アメリカ天文学の10年計画

【2000年6月1日 国立天文台ニュース(352)

今後10年間に、天文学のどんな設備にお金を使うか。 その第一は口径8メートルの宇宙望遠鏡であり、第二は口径30メートルの地上望遠鏡である。 アメリカの天文学者が出した結論はこれでした。

天文学のどこにお金を使うべきか、アメリカ科学アカデミー(National Academy of Sciences)は、10年ごとにこの問題に対して答申をしてきました。 2001年から2010年の期間に対しては、カリフォルニア大学のマッキー(McKee; C.)とプリンストン大学のテイラー(Taylor; J.)の二人の司会によって、中心の委員会と9つの副討論会で1998年から討議がつづけられ、100人以上の天文学者による最終討論の結果が先月発表されたのです。

もっとも重要な設備としてまず挙げられたのが、次世代宇宙望遠鏡(Next Generation Space Telescope; NGST)です。 これはハッブル宇宙望遠鏡の後継機で、口径8メートル、160万キロの高度(月の4倍)で地球を周回し、ハッブルの数100倍の感度で、遠く、古い銀河などを観測するものです。 NASAは、ヨーロッパ宇宙機構(ESA)やカナダと協力して、2009年にこのNGSTの打ち上げを希望し、費用に10億ドルを見込んでいます。

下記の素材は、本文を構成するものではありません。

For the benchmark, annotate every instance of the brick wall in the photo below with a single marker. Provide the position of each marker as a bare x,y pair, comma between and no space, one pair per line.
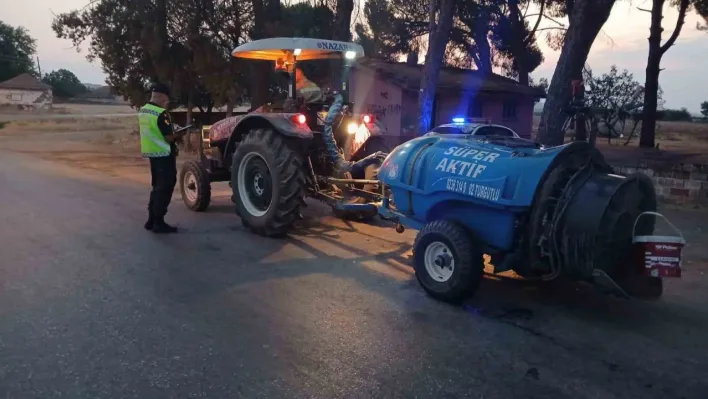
680,183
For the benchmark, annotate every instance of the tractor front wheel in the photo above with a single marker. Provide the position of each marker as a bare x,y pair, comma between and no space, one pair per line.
448,264
195,186
267,182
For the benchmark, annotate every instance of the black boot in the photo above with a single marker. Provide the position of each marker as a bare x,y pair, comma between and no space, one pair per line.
161,227
150,223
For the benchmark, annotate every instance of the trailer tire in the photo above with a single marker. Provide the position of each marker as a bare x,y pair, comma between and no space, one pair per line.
267,182
448,263
195,186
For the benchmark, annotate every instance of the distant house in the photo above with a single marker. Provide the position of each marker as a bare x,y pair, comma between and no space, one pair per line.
27,91
390,90
100,95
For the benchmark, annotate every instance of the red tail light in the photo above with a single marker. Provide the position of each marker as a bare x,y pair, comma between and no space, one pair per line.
299,118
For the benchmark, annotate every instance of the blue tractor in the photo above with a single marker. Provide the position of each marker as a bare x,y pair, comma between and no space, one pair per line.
545,213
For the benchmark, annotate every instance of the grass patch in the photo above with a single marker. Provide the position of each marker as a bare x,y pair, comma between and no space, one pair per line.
77,125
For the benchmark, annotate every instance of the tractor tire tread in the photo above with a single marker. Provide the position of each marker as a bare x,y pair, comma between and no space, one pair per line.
203,181
291,181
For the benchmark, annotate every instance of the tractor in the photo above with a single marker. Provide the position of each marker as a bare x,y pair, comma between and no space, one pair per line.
277,155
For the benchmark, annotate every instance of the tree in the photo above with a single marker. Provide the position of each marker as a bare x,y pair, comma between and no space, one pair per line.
586,18
343,20
656,52
439,33
64,83
17,51
612,90
184,43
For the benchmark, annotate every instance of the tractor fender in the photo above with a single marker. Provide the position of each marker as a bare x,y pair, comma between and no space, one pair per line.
281,123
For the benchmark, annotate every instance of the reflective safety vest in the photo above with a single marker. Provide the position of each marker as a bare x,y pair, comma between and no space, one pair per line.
152,142
309,91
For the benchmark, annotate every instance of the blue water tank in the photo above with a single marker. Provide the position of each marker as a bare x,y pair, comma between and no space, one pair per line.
484,183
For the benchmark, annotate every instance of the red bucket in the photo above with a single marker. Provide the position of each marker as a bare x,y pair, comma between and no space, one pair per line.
658,256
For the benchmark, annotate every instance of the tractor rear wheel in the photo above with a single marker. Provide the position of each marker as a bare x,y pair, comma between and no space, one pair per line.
267,181
195,186
448,264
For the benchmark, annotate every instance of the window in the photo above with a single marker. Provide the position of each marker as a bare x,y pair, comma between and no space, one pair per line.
509,110
475,109
494,131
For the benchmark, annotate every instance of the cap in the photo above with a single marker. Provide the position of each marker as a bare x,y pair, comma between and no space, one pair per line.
160,88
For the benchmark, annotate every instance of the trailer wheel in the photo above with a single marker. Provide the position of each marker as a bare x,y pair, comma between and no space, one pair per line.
195,186
448,264
268,183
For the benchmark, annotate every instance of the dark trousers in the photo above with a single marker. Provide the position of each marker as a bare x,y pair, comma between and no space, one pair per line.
164,179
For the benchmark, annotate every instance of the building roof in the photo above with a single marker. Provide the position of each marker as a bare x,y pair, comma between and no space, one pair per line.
408,77
24,82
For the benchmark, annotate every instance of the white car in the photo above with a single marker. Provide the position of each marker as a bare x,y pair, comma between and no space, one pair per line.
472,127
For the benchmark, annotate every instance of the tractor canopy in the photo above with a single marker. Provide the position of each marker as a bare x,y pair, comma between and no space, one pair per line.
301,48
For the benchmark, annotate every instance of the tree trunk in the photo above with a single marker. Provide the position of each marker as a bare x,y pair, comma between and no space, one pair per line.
229,107
656,52
586,20
190,105
343,20
266,17
517,40
437,42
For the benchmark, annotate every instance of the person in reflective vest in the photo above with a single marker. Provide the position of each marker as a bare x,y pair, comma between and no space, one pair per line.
306,89
157,143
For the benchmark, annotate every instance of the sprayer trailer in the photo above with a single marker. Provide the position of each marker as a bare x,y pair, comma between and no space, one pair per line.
546,213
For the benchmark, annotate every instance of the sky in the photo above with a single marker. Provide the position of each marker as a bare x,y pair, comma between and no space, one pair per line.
623,42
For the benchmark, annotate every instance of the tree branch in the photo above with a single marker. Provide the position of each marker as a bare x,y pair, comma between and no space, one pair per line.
532,34
553,28
683,7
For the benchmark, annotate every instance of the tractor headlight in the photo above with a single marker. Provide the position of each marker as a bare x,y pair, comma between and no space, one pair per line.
352,127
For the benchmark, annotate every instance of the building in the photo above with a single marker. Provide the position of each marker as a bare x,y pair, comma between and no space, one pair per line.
389,91
25,91
100,95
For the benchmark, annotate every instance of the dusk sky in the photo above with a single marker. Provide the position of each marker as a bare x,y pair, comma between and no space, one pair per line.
624,43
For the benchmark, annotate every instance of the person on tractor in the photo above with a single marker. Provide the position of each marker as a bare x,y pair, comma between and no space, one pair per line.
307,89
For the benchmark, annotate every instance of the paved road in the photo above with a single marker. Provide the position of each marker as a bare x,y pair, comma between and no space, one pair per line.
36,117
92,306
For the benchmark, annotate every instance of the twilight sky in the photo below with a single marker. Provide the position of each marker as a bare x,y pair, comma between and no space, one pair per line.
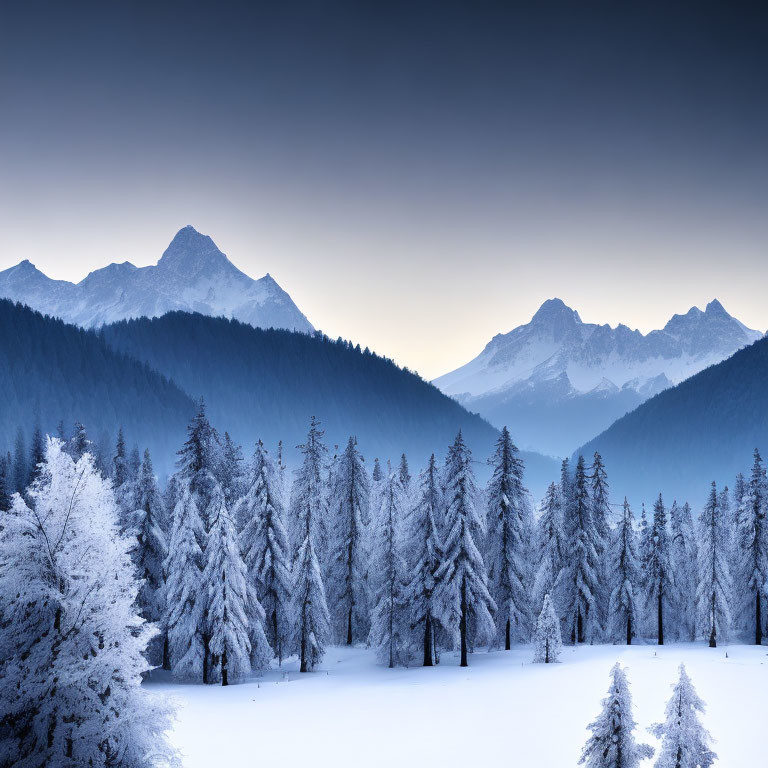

第二が、口径30メートルの地上望遠鏡(Giant Segmented Mirror Telescope; GSMT)です。 口径は大きいものの、設計はハワイのケック望遠鏡とほぼ同じで、3億5000万ドルを見込んでいます。 ハッブル宇宙望遠鏡に対するケック望遠鏡のように、NGSTが捕らえた天体の分光をGMSTがおこなうといった形で、両者が補い合って、銀河の進化から系外惑星の捜索まで、広範囲の問題に対処することを予定しています。

その他、超新星のカタログ作りや、直径300メートルまでの地球接近天体の90パーセントの検出をおこなう大口径シノプティック・サーベイ望遠鏡(Large-Aperture Synoptic Survey Telescope; LSST,1億7500万ドル)、また南極サブミリ波望遠鏡(South Pole Submillmetre Telescope; SPST,5000万ドル)など、報告書には、全部で21項目にわたる、総計46億7000万ドルに上る設備が計上されています。 この答申は今後政府によって審議され、それに応じて予算が付けられことになります。 10年前の1991年からの10年計画では、大項目4つは全部認められ、中項目は11から9つが認められていますから、今回の答申は、今後10年間の天文学に大きな影響を与えると思われます。

参照Reichhardt, T., Nature 405, p.381-382(2000).